I did but I had never traveled by myself before and I had never handled my own money. I was so nervous about overspending that I kept a booklet and recorded every single penny I spent. I still have it. It’s amazing how inexpensive Europe was then. And I thought the food in England was horrible—it was!
You have a place in Paris. My husband was suggesting going there and suddenly I didn’t know if I wanted to. I haven’t been for so many years and I now have this sense that it’s turned into a soulless theme park. Is that true?
No, it’s so marvelous to walk around. There’s the Aquaduct, with plants growing upon it—it’s like the Highline but it’s French—it’s more glamorous! The food is also wonderful. It’s not classic French anymore. It’s international.
So we also wanted to ask you about doing the Elsie de Wolfe townhouse. How did that come about?
A client of mine was re-doing an existing house and I started that work when they also bought the townhouse on Sutton Place. It had been renovated in the fifties. The library was original and it had wallpaper that I believe Elsie de Wolfe had put up. Downstairs there was linen fold paneling imported from Europe and that was beautiful. Everything else was trash. I tried it to bring it back up to a period space. One of the troublesome things I had in doing it was that the client looked at my colors and wanted it fresher. I wondered how to accomplish this. I was at a gallery and they had some drawings of Gustavian living rooms and Swedish interiors. I looked at these and I thought, “That’s it, I’m going Swedish!”
What were the colors? Did it work?
The colors of that period were chalky white, pink, pale blue, lemon yellow—but it’s the way they handle it. And it worked in the townhouse too. The client said, “Perfect, we’ll do it.”
It’s interesting with those 19th century Swedish interiors because they take French style and then do something else entirely with it. It’s less frivolous.
They simplify it. It’s more spacious. It’s not as dense.
What was it like working for Angelo Donghia?
I started as a [general] assistant but then I became Angelo’s assistant. He took me to this one house he did when we first started. I had never been exposed to something so fresh—it was bright green and white. I remember a table in bright green gaufrage velvet and the floor was painted white. I was just mesmerized by what he had done. But one day a woman came in and Angelo had forgotten to put it into the appointment book. We had nothing done. Angelo turned to me and said, “Ron, would you go into the sample room and get me Mrs. X’s color scheme?” I went in and started pulling together things in about fifteen minutes. I came back and I said, “Angelo, I have never had the opportunity to present a color scheme to a client. Can I do the presentation?” He said yes, without knowing at all what the color scheme was. And a couple of months later, I was a designer in the firm.
How has business changed over the years?
Enormously. I feel sorry for young kids today because there’s so much more for them to deal with. When I started at Yale Burge there was a “system” – there was one plaid, one stripe, one solid, one floral and it was all only to the trade. But it was simple then.
What made it simple?
Because people came for a look. They came to Yale Burge and the look [we offered] was country French. The look is more varied now.
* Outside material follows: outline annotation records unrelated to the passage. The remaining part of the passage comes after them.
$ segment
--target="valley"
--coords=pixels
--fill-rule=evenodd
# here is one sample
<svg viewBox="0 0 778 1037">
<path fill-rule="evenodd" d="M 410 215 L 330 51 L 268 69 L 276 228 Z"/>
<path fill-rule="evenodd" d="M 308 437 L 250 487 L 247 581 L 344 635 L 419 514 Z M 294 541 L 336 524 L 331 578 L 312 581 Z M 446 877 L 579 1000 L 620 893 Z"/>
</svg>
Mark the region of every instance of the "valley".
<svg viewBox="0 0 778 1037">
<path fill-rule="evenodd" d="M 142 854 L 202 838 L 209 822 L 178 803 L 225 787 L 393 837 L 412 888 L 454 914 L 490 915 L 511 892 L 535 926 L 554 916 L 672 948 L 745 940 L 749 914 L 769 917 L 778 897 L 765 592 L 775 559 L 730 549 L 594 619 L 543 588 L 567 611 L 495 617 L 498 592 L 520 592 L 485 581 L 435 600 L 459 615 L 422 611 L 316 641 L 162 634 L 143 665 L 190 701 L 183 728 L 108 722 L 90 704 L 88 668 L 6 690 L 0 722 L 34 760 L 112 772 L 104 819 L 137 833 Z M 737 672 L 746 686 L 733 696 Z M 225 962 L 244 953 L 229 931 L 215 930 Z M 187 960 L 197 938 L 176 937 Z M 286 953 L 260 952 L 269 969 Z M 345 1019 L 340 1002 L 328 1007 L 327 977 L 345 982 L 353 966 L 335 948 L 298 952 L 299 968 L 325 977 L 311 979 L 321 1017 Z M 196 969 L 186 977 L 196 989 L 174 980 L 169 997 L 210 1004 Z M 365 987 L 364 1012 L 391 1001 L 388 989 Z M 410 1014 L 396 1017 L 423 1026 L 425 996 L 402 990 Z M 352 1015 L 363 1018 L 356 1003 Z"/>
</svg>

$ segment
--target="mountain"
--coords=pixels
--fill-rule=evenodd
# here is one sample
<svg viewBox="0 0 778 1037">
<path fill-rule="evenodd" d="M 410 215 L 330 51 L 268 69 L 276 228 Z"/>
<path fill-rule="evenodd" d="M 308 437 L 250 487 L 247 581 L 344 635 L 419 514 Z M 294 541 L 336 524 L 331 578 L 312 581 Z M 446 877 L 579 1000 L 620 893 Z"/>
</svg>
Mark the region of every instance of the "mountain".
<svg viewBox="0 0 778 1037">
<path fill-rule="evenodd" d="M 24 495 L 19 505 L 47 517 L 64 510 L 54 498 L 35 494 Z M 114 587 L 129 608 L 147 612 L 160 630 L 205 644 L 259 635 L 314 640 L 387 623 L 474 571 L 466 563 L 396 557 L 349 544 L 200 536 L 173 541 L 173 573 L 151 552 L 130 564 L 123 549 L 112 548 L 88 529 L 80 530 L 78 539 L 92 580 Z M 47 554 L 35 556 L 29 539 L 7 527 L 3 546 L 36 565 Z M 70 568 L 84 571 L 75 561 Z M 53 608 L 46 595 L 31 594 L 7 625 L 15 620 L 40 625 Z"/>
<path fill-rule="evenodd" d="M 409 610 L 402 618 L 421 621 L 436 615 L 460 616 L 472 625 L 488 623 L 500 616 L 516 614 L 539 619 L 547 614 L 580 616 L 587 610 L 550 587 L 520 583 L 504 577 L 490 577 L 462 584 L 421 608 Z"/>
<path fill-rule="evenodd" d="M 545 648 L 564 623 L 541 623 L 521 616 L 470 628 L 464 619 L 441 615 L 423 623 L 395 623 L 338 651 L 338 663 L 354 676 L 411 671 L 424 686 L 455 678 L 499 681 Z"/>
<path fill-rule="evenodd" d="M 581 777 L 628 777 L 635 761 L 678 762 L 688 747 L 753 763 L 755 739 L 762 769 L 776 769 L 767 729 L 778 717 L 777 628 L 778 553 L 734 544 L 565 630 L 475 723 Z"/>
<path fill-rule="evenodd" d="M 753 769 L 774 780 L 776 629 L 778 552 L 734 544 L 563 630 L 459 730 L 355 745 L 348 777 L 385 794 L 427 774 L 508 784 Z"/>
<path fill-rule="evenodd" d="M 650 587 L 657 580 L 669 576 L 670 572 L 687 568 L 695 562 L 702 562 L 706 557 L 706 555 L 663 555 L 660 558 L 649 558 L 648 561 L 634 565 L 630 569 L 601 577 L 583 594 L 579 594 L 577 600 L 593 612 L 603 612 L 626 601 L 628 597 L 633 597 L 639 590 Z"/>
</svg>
Do you ever watch HGTV shows?
I’ve been on HGTV. I did a duplex on Park Avenue and I think I did the Elsie de Wolfe house—it was just taking people through. I don’t watch the shows—I check them out as opposed to watching them.
I like that distinction. What would you say you still get from your job?
I have a client who collects outsider art. We did the apartment to house that—tons of it—and it’s very colorful. I called to ask how she was and she said, “Every night when I go to bed, I pray and you’re included in my prayers because I look around and your apartment gives me so much pleasure.”